I think my plate is a little full, but darn it, I am excited.

8.11.2009

Blackberries and Peaches

This is what my freezer looks like. Those are my forty plus peaches that came in a box for $12.
This is my mom's blackberry jam.

This is a partially full blackberry bucket. It ended up being 3/4 full. It's a five gallon bucket.


This is me and James pimping our blackberries.

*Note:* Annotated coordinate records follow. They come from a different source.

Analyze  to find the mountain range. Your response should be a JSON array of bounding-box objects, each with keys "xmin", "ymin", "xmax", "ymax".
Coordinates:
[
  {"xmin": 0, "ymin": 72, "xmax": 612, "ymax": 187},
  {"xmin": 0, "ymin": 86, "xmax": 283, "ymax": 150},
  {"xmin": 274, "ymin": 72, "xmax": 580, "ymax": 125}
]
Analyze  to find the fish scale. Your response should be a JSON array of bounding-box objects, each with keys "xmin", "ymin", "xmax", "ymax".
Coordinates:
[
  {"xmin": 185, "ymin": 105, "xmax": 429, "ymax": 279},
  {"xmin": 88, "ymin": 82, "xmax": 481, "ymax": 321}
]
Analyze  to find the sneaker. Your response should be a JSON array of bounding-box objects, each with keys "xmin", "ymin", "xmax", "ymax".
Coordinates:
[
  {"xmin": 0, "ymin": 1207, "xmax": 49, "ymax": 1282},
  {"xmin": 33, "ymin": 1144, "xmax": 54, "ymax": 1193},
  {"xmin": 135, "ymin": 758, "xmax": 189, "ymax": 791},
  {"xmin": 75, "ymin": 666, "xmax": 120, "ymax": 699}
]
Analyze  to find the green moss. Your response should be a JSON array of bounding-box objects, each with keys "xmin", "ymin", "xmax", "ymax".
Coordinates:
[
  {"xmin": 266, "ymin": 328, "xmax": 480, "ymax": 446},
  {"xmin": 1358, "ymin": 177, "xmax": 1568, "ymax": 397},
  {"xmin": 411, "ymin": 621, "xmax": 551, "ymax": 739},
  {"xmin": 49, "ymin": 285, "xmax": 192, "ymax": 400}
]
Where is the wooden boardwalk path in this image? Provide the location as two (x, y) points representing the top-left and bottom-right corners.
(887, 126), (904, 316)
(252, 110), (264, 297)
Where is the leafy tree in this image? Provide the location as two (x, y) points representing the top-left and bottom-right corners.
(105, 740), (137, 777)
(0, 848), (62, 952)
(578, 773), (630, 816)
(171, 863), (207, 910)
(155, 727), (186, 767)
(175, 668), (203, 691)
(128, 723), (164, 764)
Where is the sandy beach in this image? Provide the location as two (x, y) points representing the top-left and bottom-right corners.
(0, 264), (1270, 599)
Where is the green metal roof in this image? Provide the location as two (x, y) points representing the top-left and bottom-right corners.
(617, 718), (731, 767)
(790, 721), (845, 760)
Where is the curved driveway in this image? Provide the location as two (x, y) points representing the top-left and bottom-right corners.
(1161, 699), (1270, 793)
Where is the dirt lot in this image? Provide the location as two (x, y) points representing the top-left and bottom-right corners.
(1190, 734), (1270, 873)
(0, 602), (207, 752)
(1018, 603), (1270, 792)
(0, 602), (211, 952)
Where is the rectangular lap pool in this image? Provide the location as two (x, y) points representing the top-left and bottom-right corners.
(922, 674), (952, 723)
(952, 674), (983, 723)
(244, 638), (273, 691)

I really love summer fruits.




7.29.2009

Two Months

Today I braved the bureaucratic red tape and carted an enormous mound of paper to the Welfare Services office to apply for CalWorks, Medi-cal, and that dogrel food stamps.
I really hate being poor.
Because surprise, surprise, we do not qualify for cash aid or food stamps, but if the heavens align on the seventh Monday of the quarter slice moon, we might get Medi-cal. Provided we are standing in the proper toadstool arrangement.
No, we are not homeless. No, we are not quite destitute. But we are getting a bit desperate.
And funnily enough, I have been in this situation already.
I really hated it then too.
When it was just Abra and I and the gloriousness of the Marine Corps and their non-direct deposit, I found myself with my hat in my hand. And was denied then too, despite being paid below the federal poverty level to kill myself in some foreign country. Despite losing thirty pounds to non-eating so that she could. Despite praying that the five dollars I could afford for gas every two weeks would carry me to work so that I didn't get court-martialed. Rejection is a bitch.
So here I am in the exact position that I was before I got married or had three more children or moved to Wyoming or Hawaii or back again. That position that is middle class poor. I am officially too rich to have help and too poor to do it on my own. Especially when the job service here in town busts out the phone book to help Jeff find a job. Because, you know, we are retarded and never thought of that. Because we have never worked a computer, either.
Albert Einstein said, "Insanity is doing the same thing over and over again and expecting a different result." But I didn't do this. All I wanted was more time with my dying father. Not sure why that seems to be such a curse.
True, Jeff has never, in all the eight years that we have been married, spent this much time with our kids. I cannot exchange that nor would I. Most times I was worried that he would kill himself working. Like standing out in the 20 below snow in Wyoming with pnuemonia for a week. Or working seven days a week for two months. Or staying to work in Hawaii for a month while the kids and I were here. Why should anyone HAVE to do those things?
But apparently, we have to. Apparently, our work is not hard enough. Apparently, I learned nothing from my first go round with poverty so let's do it all over again. Can't wait to find out whether government cheese still makes the best grilled cheese sandwiches despite not being anything remotely resembling cheese. All I need is an iron and a paper bag. Then I really will be back again.
Alright, Tyler Durden, I am not my khakis. All I have is a refridgerator full of condiments because I could not afford the food or the ying-yang coffee table. Tell me, Tyler, what is the first rule of Fight Club? Maybe I should start my home business selling rich white women their own fat asses back.
If you've just tuned in, friends and neighbors, you met me at a vary interesting time in my life.